Nel 1996 lavorò ad «una delle scoperte più sensazionali della Basilicata», che definì «un’isola felice per l’archeologia»: la Tomba n.35 di Baragiano, dove avviò una indagine archeologica che portò alla luce una tomba principesca della metà del VI sec. a.C. con il suo incredibile corredo e i resti mortali del Principe sepolto.
Fu anche Funzionario archeologo presso la Soprintendenza per i Beni Archeologici di Salerno, Avellino, Benevento e Caserta.
Il suo adoperarsi però fu anche per la comunità Murese, quando nel post terremoto dell’80 coordinò la tendopoli allestita presso il campo sportivo, e successivamente in ambito culturale, quando fondò il Centro Culturale Franco-Italiano a Muro Lucano, paese che con Pagliuca divenne anche luogo d’incontro tra e con grandi artisti internazionali. Negli anni da Presidente furono pubblicate anche opere storico-letterarie ed organizzò diverse mostre fotografiche come “1960. In Lucania con Carlo Levi” del fotografo Carbone e “Viaggio in Lucania” di Henri Cartier-Bresson.
Altra opera che l’archeologo-poeta realizzò, fu il progetto di arte/poesia della scalinata di Via Seminario, “Le parole sono pietre” titolo che riprende un racconto di viaggio di Levi, in cui sino ad oggi sono stati coinvolti artisti internazionali che hanno interpretato le parole di poeti senza tempo: Saffo, Neruda, Tagore, Rilke, Lucrezio, Dante, per citarne alcuni.

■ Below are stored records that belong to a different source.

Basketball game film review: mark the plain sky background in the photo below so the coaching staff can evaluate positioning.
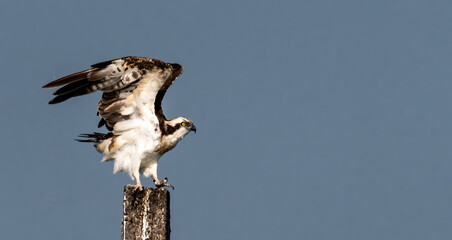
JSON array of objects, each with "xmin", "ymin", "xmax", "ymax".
[{"xmin": 0, "ymin": 0, "xmax": 452, "ymax": 240}]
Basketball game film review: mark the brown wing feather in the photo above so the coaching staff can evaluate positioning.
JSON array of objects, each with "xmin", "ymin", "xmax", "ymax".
[
  {"xmin": 42, "ymin": 69, "xmax": 94, "ymax": 88},
  {"xmin": 43, "ymin": 57, "xmax": 182, "ymax": 132}
]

La sua carriera è stata costellata di riconoscimenti, tra gli ultimi a settembre 2022, quando la malattia lo aveva già costretto a casa, fu insignito del “Premio Basileus”, proprio a Baragiano dove rinvenne il ricchissimo Corredo funebre.
Oltre però allo scrivere di archeologia, Pagliuca ha diretto la sua penna pure alla sfera della scrittura e della poesia, ricevendo anche in quest’ambito, numerosi e prestigiosi premi nel panorama nazionale, apprezzatissimo in vernacolo. «Negli anni Sessanta a casa, in una famiglia piccolo-borghese, c’era l’obbligo di parlare in italiano. Ma il dialetto mi ha affascinato per la sua povertà lessicale» ebbe a dire. Tra i riconoscimenti ottenuti, lo ricordiamo in Campidoglio quando la Giuria del Premio letterario “Salva la tua lingua locale” lo decretò sul podio per la sezione Poesia edita in dialetto murese ‘Nummunàt’, “Nomea”.
Dal Pulpitum della Chiesa murese si sono levate le parole più intime dei suoi familiari, ma anche di chi lo ha conosciuto sul “campo” dell’Archeologia. Il Sindaco Giovanni Setaro a latere della cerimonia ha asserito: «Con la dipartita di Salvatore Pagliuca, l’intera Basilicata perde un punto di riferimento culturale. Fondatore del Museo, a lui si devono importanti scoperte archeologiche e prestigiosi progetti. Nonostante gli orientamenti politici diversi, tra noi era nata grande stima che ci ha visti collaborare in questi anni e combattere battaglie comuni, come quella contro l’eolico selvaggio e la tutela del paesaggio. Archeologo, poeta, Uomo estremamente intelligente e tenace, tanto da aver lasciato un segno indelebile nel mio percorso di vita ed inevitabilmente nella storia dell’intera comunità murese, oltre che lucana».